Vous demandez aux Nigériens de se mobiliser. Comment cette mobilisation peut-elle se réaliser dans un contexte où les manifestations de rue sont systématiquement interdites depuis le deuxième mandat de l’ancien président Issoufou ?
Les Nigériens doivent se donner les moyens de le faire. Il s’agit d’une question de défense des biens publics décrétés sacrés et inviolables par la Constitution. Nous sommes tenus de le faire, sinon je vous assure la Soraz va s’arrêter. Plus inquiétant, l’on a comme l’impression que la réserve de sécurité n’existe pas. Jamais dans l’histoire de la commercialisation des hydrocarbures, nous n’avons connu une telle pénurie. Depuis 1977 que la Sonidep est créée, il n’y a jamais eu une rupture comme celle-ci. A l’époque, c’est pourtant à l’extérieur qu’on s’approvisionnait sur le marché international pour couvrir le besoin national. C’est pourquoi je vous dis que c’est très grave. D’ici à 5 mois, en octobre précisément, la Soraz sera en situation de maintenance. Et en pareille circonstance, la production est arrêtée durant toute la période de révision des machines. Comment la situation va-t-elle être gérée avec la guerre en Ukraine qui fait qu’aujourd’hui l’approvisionnement en carburant est très difficile sur le marché international ? Où est-ce que la Sonidep va-t-elle aller commander et couvrir les besoins durant cette période de cessation de la production ? Et nous avons tout comme l’impression qu’il n’y a plus le stock de sécurité. Si cette réserve existait, nous n’allions pas éprouver durement cette pénurie. Présentement, la Soraz produit et ravitaille directement la Sonidep qui vend aussi directement. Si nous n’y prenions garde, les autres produits connaîtront le même sort que le gas-oil. Aujourd’hui ce n’est plus une lutte pour la baisse du prix du litre à la pompe des hydrocarbures que nous avions menée en 2018, c’est une lutte pour le sauvetage d’un fleuron important de notre économie. La gestion n’a pas changé, c’est le même régime qui est en place. Cette situation que nous vivons est la résultante d’une gestion opaque de 10 ans. Si aujourd’hui l’ancien président Issoufou est parvenu à faire placer son fils à la tête du ministère du Pétrole, c’est probablement pour couvrir ses arrières. A quelque chose malheur est bon, cette guerre en Ukraine a anticipé ce qu’on devait peut-être voir d’ici 6 mois voire un an.
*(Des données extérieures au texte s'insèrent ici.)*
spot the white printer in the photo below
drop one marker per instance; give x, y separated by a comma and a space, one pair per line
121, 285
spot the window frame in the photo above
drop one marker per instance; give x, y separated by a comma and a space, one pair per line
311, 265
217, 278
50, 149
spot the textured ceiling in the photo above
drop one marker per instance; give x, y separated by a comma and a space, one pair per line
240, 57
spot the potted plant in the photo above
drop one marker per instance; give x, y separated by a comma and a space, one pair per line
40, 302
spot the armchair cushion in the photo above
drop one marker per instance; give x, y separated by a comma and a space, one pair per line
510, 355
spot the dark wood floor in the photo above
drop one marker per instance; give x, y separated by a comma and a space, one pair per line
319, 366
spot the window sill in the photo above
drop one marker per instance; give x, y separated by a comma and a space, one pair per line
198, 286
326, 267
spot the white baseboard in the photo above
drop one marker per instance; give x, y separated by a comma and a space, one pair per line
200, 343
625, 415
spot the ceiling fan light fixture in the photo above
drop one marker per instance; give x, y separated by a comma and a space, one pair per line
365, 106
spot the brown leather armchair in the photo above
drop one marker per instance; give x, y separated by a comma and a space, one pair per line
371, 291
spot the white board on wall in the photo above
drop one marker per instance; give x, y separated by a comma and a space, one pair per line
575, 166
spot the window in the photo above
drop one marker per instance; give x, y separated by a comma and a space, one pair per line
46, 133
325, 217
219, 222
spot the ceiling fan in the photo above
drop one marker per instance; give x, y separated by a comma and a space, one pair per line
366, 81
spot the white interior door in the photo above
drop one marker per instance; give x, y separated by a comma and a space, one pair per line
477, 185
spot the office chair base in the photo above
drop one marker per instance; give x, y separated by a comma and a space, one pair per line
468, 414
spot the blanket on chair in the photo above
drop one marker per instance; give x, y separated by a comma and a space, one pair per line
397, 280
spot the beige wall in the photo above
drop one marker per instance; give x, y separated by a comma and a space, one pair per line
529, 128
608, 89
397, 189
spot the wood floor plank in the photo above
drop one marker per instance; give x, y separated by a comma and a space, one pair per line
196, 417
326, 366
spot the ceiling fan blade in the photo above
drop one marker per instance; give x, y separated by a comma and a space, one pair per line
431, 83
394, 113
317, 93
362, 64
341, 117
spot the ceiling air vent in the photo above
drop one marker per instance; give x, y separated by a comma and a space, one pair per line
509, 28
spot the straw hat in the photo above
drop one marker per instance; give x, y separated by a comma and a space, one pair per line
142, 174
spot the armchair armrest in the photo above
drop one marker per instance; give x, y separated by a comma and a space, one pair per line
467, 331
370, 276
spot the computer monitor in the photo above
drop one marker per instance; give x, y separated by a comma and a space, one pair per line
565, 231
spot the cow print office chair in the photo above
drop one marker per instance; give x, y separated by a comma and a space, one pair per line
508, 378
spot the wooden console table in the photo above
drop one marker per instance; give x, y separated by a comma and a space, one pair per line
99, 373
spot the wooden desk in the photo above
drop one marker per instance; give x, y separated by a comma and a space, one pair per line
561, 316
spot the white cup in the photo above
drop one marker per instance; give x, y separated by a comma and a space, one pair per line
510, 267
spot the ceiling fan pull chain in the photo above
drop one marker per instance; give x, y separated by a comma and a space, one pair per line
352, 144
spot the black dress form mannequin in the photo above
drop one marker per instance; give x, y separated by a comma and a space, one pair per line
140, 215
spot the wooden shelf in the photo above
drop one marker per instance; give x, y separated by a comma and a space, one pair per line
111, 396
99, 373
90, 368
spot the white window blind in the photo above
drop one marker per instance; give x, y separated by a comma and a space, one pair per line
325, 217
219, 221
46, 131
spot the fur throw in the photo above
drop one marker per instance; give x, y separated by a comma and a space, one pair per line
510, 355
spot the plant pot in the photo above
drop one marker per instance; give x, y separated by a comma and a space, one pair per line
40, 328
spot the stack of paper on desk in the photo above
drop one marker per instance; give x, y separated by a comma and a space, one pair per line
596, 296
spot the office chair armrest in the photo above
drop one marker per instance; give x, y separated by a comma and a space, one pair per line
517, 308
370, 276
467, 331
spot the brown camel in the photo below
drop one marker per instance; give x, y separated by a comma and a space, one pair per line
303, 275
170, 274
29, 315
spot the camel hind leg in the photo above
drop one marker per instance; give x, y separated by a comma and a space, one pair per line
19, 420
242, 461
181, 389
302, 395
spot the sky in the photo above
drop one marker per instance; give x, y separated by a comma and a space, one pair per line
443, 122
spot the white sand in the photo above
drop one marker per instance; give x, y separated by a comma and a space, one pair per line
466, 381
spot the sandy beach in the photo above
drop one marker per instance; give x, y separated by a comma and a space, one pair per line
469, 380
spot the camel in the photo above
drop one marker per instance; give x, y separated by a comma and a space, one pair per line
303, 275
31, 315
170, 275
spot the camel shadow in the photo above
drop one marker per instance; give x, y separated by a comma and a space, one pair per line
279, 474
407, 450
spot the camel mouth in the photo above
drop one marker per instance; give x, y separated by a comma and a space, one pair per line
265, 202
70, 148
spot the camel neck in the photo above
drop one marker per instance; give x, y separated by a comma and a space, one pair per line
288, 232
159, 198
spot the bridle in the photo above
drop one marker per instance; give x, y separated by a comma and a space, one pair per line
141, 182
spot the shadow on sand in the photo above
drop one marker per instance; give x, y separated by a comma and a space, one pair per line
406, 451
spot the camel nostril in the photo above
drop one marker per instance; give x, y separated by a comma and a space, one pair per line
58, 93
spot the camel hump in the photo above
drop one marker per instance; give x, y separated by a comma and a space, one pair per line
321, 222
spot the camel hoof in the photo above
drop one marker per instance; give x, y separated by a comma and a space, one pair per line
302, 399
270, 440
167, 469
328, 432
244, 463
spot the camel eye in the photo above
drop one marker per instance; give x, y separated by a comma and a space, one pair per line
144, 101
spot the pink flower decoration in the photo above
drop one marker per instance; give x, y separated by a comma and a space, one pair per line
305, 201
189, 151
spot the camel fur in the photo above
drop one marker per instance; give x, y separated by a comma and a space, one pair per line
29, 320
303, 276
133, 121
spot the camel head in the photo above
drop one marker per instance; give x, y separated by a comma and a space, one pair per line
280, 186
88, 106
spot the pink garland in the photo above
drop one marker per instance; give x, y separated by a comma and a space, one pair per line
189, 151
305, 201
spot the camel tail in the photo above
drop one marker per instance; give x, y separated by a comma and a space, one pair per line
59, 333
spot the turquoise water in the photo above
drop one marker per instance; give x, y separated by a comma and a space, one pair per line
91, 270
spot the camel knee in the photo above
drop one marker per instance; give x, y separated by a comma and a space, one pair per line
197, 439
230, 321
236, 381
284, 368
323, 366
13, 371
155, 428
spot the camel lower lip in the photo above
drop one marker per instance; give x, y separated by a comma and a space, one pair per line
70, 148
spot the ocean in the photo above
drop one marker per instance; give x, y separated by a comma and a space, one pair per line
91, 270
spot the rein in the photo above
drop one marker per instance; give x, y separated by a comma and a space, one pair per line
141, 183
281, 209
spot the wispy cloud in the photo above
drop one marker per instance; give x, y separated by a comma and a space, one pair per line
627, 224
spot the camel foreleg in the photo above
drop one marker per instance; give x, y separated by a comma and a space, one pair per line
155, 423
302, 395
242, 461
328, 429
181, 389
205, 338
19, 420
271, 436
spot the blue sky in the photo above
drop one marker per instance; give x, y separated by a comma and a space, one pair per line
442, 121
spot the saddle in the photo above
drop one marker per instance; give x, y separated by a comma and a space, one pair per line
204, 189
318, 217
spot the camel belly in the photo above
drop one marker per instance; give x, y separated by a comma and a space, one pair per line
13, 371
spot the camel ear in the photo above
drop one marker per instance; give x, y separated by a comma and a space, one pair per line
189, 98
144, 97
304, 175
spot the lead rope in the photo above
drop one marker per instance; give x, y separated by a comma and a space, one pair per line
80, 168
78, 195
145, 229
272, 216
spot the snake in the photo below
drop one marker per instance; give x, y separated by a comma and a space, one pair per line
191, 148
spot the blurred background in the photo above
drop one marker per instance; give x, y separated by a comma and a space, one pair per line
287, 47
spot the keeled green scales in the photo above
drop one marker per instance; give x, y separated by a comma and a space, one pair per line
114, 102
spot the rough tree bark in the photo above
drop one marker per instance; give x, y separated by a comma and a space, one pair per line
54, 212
Quel est l’impact de cette pénurie sur le secteur du transport ?
L’impact est grave. Le secteur de transport marchandises comme voyageurs est paralysé. Beaucoup de camions qui devaient aller prendre des marchandises au niveau des différents corridors maritimes sont actuellement en stationnement. Ce qui implique que les délais de ravitaillement prennent un sérieux coup. Ça c’est un problème que les consommateurs vont ressentir d’ici peu. Et il y a actuellement une spéculation sur le gas-oil qui va se répercuter sur les prix des marchandises. C’est le consommateur final qui va en pâtir ! Mais ce n’est pas tout, même la production de certaines denrées alimentaires comme le pain est aujourd’hui perturbé. Sans compter les producteurs agricoles qui utilisent des engins. Pour faire court, pas un seul secteur n’est épargné par cette pénurie de gas-oil qui perdure.